In his post, Analytics Literacy is a Major Limiter of Ed Tech Growth, Michael Feldstein argues that there is a lack of basic literacy in the Ed Tech and Learning and Development communities. He points out that analytics is as much about storytelling and sensemaking as it is about data. We intuitively create stories about the data we see, it is the core of hypothesis creation. Through repetitive and progressive testing of hypotheses, we come to trust the story that algorithms tell. This builds analytic literacy.
Feldstein provides several excellent examples of the role of analytic literacy in evaluating student performance based upon logins to software, weather forecasts of precipitation, and the recent US Presidential election. When we lack the literacy to get the story right, we start to distrust the data or the analytics, not our literacy.
If we, as a culture, lack the basic literacy to have clear intuitions about what “a 70% chance” means, then how likely is it that we won’t have shocks that cause us to distrust our learning analytics because we didn’t understand their assumptions and limitations?
He uses the medical community’s move to scientific methodologies a century ago as an example of the transformation that the learning community now needs to undertake regarding analytics and performance. But he also points out that we need to avoid placing all our analytical trust in various technology tools.
Using a personal story about a medical issue, he discusses how dependence upon various diagnostic tools didn’t reveal the cause of back pain he was experiencing. It was a doctor touching his back and feeling the benign fatty tumor that was present before he was correctly diagnosed.

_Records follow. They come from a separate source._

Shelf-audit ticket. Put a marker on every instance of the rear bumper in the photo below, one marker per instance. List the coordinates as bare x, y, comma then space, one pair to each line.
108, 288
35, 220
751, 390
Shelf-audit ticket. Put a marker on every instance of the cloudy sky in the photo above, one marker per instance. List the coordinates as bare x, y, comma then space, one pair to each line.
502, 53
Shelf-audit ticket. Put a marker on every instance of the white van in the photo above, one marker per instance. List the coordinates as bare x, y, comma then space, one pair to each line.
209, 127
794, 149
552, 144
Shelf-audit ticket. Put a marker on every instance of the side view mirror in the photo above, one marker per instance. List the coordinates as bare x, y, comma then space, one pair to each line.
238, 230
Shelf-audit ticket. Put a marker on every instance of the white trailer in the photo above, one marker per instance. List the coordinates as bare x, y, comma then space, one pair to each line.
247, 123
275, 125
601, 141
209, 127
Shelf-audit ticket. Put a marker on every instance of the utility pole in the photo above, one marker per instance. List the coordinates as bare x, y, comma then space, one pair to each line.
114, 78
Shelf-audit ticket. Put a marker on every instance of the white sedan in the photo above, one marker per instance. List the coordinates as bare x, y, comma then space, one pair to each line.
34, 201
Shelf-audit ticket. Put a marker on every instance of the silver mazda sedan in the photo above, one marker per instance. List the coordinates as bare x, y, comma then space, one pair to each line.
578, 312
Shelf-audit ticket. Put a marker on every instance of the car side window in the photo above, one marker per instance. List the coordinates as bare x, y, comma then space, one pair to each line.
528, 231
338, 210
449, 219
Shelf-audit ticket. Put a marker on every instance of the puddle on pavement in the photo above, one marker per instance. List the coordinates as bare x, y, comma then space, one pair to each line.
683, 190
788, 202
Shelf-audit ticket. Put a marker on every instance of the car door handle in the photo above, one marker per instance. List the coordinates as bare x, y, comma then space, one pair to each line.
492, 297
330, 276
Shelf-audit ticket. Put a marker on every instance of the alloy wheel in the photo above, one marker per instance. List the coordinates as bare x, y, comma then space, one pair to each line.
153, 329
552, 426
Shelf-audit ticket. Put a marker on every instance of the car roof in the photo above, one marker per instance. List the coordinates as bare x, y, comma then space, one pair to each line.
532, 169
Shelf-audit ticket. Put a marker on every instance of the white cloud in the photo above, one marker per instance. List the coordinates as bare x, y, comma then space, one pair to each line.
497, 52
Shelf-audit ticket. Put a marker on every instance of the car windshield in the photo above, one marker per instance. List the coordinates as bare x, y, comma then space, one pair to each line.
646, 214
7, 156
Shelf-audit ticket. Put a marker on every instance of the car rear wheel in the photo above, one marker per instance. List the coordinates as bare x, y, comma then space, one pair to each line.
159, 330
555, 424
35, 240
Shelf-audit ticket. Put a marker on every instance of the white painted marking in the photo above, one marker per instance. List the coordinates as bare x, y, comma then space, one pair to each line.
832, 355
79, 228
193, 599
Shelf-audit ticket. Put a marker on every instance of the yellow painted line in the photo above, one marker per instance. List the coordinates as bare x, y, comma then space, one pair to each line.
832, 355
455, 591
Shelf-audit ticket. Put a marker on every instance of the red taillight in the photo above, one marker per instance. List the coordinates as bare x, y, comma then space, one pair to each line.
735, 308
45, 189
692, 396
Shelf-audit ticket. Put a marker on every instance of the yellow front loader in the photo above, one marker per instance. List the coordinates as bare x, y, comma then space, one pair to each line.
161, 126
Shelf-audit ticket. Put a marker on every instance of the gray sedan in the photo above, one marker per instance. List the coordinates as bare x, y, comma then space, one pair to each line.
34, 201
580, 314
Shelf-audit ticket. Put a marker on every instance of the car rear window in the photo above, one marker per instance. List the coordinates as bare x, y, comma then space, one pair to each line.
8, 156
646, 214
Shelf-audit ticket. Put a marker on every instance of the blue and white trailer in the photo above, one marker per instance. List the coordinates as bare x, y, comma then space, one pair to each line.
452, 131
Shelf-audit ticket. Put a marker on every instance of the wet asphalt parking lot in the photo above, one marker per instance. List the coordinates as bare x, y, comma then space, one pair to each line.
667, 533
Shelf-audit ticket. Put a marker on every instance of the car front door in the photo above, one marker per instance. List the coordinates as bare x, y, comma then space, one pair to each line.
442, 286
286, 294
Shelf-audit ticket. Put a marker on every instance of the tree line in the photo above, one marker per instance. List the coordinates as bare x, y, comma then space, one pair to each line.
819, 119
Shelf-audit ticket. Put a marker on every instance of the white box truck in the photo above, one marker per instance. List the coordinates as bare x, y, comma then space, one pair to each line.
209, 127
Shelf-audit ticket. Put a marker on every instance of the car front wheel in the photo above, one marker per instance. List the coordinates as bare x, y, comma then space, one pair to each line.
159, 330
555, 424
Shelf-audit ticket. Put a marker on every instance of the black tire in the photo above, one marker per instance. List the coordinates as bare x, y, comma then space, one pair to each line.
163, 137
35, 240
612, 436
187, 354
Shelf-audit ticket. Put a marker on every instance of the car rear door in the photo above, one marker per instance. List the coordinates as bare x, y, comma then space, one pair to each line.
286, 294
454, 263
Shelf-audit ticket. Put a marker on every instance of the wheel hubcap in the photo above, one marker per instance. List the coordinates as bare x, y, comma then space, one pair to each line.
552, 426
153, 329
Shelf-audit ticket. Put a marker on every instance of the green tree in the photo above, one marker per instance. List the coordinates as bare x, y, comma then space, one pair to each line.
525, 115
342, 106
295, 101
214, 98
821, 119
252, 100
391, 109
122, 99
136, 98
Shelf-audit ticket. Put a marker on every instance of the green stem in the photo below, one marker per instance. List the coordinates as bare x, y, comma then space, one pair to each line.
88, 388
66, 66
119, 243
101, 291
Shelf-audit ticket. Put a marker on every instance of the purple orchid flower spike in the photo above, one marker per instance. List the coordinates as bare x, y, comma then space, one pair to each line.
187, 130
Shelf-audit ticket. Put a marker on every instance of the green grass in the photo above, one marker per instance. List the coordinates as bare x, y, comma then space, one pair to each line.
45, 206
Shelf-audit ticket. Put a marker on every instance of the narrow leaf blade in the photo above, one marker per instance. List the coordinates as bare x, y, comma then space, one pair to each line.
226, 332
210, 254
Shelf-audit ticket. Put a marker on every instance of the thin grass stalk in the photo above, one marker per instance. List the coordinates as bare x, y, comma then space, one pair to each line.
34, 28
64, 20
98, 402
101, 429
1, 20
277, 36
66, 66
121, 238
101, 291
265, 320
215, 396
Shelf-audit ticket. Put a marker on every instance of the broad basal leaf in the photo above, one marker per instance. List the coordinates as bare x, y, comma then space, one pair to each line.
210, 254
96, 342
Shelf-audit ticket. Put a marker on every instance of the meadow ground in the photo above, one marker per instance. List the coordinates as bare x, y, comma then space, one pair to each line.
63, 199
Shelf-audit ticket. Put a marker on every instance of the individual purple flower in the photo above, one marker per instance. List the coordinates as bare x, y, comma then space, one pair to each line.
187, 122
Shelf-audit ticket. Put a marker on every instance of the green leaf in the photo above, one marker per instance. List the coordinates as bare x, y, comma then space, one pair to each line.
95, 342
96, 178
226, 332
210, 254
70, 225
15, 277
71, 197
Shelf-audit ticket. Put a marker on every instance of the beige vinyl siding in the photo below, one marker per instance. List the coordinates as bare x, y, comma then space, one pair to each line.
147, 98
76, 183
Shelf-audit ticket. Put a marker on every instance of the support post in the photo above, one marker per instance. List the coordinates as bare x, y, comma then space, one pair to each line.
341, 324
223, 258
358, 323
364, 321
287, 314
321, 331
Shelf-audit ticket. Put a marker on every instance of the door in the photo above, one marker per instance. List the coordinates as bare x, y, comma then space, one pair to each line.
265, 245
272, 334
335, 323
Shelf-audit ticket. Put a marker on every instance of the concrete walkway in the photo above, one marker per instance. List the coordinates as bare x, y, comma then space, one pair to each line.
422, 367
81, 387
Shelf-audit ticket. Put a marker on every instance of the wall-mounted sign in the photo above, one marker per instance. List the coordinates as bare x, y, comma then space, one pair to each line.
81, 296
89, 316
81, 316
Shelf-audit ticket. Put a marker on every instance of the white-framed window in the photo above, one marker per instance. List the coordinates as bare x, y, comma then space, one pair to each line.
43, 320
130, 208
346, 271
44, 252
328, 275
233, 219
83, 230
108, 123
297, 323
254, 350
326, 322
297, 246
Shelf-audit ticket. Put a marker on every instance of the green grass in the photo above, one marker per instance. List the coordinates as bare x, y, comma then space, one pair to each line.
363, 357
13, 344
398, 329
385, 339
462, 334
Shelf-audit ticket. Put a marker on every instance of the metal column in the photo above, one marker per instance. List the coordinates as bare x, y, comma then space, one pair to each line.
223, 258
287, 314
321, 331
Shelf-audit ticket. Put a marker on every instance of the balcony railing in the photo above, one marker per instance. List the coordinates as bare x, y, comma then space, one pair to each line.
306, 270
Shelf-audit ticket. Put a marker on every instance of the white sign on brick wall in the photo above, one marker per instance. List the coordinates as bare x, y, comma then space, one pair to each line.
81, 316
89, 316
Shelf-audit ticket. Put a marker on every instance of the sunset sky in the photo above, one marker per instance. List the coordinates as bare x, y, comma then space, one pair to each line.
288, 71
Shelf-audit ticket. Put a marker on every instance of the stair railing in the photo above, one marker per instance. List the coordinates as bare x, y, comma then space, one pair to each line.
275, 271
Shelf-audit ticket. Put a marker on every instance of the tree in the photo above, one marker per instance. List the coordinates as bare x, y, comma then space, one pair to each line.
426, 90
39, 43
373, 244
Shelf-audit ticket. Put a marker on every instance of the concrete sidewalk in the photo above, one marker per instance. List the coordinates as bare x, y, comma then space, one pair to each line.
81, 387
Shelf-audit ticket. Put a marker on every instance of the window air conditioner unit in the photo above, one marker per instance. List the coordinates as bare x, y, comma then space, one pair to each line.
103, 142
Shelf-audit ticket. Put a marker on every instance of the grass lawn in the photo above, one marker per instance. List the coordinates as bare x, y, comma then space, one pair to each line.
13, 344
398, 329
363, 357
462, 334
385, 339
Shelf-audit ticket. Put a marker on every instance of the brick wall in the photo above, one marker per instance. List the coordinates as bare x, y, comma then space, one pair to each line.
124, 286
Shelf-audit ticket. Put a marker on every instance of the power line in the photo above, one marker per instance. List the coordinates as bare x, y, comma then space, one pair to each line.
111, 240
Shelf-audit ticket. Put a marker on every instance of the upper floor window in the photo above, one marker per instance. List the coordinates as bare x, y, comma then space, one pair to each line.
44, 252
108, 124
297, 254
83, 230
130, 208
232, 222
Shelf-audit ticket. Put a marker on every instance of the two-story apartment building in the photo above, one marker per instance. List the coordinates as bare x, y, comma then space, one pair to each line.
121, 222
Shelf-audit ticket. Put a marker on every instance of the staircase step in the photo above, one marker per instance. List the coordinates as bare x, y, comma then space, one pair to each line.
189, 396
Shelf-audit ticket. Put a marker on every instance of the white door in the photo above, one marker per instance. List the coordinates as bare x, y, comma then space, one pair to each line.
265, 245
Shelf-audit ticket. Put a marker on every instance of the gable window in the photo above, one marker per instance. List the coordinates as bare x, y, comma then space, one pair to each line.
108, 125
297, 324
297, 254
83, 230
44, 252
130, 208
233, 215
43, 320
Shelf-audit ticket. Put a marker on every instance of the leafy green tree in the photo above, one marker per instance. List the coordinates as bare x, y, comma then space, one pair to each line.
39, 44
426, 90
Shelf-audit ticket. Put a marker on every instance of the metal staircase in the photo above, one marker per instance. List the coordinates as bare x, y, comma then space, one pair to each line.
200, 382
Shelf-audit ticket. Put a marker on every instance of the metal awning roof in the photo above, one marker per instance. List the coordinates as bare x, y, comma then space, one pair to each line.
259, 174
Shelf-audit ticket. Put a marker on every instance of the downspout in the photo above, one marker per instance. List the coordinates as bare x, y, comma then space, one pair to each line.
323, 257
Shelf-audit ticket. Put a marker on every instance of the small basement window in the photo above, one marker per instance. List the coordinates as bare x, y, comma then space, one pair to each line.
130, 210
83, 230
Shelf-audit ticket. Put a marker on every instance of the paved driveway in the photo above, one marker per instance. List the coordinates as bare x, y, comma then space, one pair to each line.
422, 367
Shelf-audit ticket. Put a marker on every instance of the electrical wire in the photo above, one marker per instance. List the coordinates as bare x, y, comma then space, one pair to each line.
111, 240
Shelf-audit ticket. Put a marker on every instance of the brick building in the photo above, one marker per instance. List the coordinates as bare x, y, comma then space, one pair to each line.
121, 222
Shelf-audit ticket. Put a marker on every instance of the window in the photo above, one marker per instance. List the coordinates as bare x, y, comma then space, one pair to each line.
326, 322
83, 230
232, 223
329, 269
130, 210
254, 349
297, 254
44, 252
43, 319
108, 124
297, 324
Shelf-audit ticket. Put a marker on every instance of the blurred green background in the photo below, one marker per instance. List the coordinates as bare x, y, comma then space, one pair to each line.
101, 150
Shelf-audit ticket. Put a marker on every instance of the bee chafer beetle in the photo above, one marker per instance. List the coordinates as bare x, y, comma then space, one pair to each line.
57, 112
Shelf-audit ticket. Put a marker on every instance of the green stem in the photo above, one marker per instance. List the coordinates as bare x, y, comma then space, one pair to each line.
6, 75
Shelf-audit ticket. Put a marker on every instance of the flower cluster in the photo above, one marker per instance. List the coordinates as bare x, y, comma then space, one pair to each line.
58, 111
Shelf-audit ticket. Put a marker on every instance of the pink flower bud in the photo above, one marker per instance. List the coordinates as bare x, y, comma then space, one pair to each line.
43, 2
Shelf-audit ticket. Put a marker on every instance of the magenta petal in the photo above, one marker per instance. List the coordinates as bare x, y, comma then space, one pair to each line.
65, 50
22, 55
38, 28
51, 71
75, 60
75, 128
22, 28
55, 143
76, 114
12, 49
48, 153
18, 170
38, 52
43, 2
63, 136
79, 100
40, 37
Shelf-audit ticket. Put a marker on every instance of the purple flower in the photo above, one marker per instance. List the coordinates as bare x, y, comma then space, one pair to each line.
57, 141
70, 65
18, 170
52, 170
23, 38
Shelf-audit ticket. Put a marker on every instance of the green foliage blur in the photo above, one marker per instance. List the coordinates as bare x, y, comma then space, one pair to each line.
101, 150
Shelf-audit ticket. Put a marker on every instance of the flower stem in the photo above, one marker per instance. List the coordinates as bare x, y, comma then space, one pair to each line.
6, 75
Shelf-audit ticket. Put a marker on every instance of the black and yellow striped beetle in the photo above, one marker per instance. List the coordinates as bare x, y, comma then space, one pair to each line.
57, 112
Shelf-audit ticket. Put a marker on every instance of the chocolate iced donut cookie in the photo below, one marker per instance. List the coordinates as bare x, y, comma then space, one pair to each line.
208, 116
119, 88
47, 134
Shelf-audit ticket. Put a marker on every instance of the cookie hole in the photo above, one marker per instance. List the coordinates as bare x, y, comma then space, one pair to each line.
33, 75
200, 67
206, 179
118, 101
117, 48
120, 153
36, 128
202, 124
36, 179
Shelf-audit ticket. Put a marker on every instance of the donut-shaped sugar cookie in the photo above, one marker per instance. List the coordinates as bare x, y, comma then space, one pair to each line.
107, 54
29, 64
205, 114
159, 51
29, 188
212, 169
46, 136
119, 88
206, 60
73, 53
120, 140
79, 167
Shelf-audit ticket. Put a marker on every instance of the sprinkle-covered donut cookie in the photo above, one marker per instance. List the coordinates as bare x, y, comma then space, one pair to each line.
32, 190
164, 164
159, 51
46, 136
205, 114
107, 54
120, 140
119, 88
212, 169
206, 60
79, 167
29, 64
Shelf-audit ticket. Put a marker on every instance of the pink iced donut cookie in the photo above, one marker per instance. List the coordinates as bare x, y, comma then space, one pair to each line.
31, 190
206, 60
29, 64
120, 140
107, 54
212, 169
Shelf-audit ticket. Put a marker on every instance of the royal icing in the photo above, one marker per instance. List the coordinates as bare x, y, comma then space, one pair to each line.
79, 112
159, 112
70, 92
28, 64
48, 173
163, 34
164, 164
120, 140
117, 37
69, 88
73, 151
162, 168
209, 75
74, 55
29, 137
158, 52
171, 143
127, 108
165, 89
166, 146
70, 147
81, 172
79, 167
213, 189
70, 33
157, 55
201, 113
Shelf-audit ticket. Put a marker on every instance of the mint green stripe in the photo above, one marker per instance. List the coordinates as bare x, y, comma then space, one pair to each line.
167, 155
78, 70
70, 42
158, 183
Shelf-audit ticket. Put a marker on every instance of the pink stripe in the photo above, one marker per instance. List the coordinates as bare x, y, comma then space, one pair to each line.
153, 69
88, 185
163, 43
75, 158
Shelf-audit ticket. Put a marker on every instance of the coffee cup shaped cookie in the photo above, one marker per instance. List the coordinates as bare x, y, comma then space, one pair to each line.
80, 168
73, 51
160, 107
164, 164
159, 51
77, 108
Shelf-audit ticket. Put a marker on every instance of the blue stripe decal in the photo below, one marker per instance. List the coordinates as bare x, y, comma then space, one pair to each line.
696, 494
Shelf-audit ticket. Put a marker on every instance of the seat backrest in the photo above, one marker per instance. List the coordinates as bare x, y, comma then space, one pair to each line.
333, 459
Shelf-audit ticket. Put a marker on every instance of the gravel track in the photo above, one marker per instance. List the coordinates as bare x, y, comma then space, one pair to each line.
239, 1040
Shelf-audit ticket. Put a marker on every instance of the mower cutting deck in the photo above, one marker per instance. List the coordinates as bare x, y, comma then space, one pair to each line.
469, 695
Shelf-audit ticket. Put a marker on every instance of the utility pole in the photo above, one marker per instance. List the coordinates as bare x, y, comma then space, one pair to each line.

He finishes by concluding that the “training of learning and development professionals needs to make a radical change to transform our teaching culture into one of learning science and data science literacy.” While not losing the intuition and observation skills that have propelled our field to date.
I’m not sure that I agree with Feldstein that incorporating learning analytics into our profession is going to take a radical transformation. 15-20 years ago, in the early days of elearning, there were predictions that the advent of online, digital tools would decimate the L&D profession. Which, supposedly was so rooted in brick and mortar, face-to-face training delivery that it wouldn’t be able to adapt.
Well, time has shown the world what we already knew about ourselves, we will adapt in whatever way we need to achieve our goal of helping people learn. In the case of elearning, not only did we adapt, we thrived. We turned the change to our advantage to improve learning across the board.
Analytics, statistics, and Big Data are a bit of a foreign language for most L&D pros, but it fits well with our trained skills of needs analysis and evaluation. We cherish any information that will enable us to design better learning experiences. There will be an additional benefit in that we will be able to demonstrate our link to not only the success of the businesses we work within, but we will resonate more closely with the management culture of our organizations. Our evidence of success will look like their evidence of success. Learning analytics has the promise of finally putting us in a position of being peers among peers in our organizations. That may well be the best carrot for L&D professionals in taking on this new challenge.